Find cos248^o - sin212^o , if sin18^o = (√5 - 1)/4 

Answer 1

Let's solve the problem step by step:

1. Express cos 248° and sin 212° in terms of known angles:

* cos 248° = cos (180° + 68°) = -cos 68°
* sin 212° = sin (180° + 32°) = -sin 32°

So the expression becomes:
cos 248° - sin 212° = -cos 68° - (-sin 32°) = -cos 68° + sin 32°

2. Express cos 68° and sin 32° in terms of sin 18°:

* cos 68° = cos (90° - 22°) = sin 22°
* sin 32° = sin (18° + 14°)

We will use the following trigonometric identities:
* sin (a + b) = sin a cos b + cos a sin b
* sin (2a) = 2 sin a cos a
* cos (2a) = 1 - 2 sin^2 a
* cos (a) = sqrt(1-sin^2(a))

3. Express sin22 in terms of sin18
Sin(22) = sin(18+4)
Sin(22) is difficult to express directly in terms of sin18. To solve this problem a different approach is needed.

4. Alternative Approach:

We can rewrite the expression as:
cos 248° - sin 212° = -cos 68° + sin 32°

We can rewrite the expression as:

-cos(90-22) + sin(18+14) = -sin(22) + sin(18+14)

We can also write:
-cos(270-22) - sin(180+32) = -sin(22)+sin(32)
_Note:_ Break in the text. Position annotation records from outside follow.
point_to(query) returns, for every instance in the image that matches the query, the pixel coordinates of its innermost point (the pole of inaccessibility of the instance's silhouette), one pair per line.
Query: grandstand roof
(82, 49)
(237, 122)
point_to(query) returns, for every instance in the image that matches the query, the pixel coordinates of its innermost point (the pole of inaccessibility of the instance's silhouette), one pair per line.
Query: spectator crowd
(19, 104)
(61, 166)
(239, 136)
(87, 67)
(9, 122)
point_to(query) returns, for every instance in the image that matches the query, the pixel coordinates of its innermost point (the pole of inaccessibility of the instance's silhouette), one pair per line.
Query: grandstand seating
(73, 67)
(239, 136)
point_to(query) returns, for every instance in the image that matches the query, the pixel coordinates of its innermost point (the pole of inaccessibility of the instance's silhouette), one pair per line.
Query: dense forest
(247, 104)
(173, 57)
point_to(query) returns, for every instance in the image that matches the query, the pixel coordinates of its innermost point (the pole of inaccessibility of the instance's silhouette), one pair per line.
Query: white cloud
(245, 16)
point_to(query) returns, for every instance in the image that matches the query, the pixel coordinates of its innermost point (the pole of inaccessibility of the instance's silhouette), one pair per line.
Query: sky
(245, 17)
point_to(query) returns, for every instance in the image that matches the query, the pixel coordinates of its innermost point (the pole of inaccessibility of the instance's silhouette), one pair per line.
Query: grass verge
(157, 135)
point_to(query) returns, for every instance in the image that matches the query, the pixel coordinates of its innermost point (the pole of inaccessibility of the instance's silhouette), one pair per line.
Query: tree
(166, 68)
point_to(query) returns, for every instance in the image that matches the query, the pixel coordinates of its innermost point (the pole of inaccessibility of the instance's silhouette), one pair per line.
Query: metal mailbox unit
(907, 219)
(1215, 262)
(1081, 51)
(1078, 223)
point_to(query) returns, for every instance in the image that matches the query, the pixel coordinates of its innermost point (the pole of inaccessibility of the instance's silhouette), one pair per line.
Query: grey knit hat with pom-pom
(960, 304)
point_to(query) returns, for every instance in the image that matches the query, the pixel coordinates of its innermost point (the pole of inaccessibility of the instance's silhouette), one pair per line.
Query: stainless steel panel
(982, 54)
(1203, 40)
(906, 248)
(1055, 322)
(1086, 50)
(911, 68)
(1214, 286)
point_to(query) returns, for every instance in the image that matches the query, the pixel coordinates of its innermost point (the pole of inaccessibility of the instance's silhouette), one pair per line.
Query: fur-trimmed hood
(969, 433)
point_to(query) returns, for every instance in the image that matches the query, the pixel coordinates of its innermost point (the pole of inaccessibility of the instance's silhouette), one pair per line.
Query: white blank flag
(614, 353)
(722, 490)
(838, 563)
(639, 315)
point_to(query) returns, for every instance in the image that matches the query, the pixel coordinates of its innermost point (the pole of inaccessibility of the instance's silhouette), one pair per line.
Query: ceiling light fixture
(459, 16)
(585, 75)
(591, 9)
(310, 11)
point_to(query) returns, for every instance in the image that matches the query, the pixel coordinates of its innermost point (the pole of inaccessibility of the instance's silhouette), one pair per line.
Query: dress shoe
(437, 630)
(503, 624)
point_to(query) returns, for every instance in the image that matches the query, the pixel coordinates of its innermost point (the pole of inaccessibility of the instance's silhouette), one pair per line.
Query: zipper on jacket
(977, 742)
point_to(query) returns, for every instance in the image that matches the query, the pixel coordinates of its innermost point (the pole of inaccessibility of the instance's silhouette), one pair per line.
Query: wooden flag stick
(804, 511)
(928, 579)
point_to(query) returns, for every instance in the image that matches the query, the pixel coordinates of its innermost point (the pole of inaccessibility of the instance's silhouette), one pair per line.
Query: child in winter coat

Lets use sin(32) = sin(2*16) and sin(22)= sin(2*11)

cos(248) - sin(212) = -cos(68) + sin(32)

We can express cos(68) as cos(90-22) = sin(22)
Then we have, -sin(22) + sin(32)
sin(32) - sin(22)

Use sin(A) - sin(B) = 2 cos((A+B)/2)sin((A-B)/2)

sin(32) - sin(22) = 2 cos(27) sin(5)

5. Express cos 27 and sin 5 in terms of sin18
This is very difficult to do. We are going to use a calculator to find the numeric values.

cos 248° ≈ -0.3746
sin 212° ≈ -0.5299

cos 248° - sin 212° ≈ -0.3746 - (-0.5299) ≈ 0.1553

Using a calculator:

sin(18) = (sqrt(5)-1)/4 ≈ 0.3090.

2cos(27)sin(5) ≈ 0.1553

Therefore, the value is approximately 0.1553.

Final Answer: The final answer is approximately 0.1553.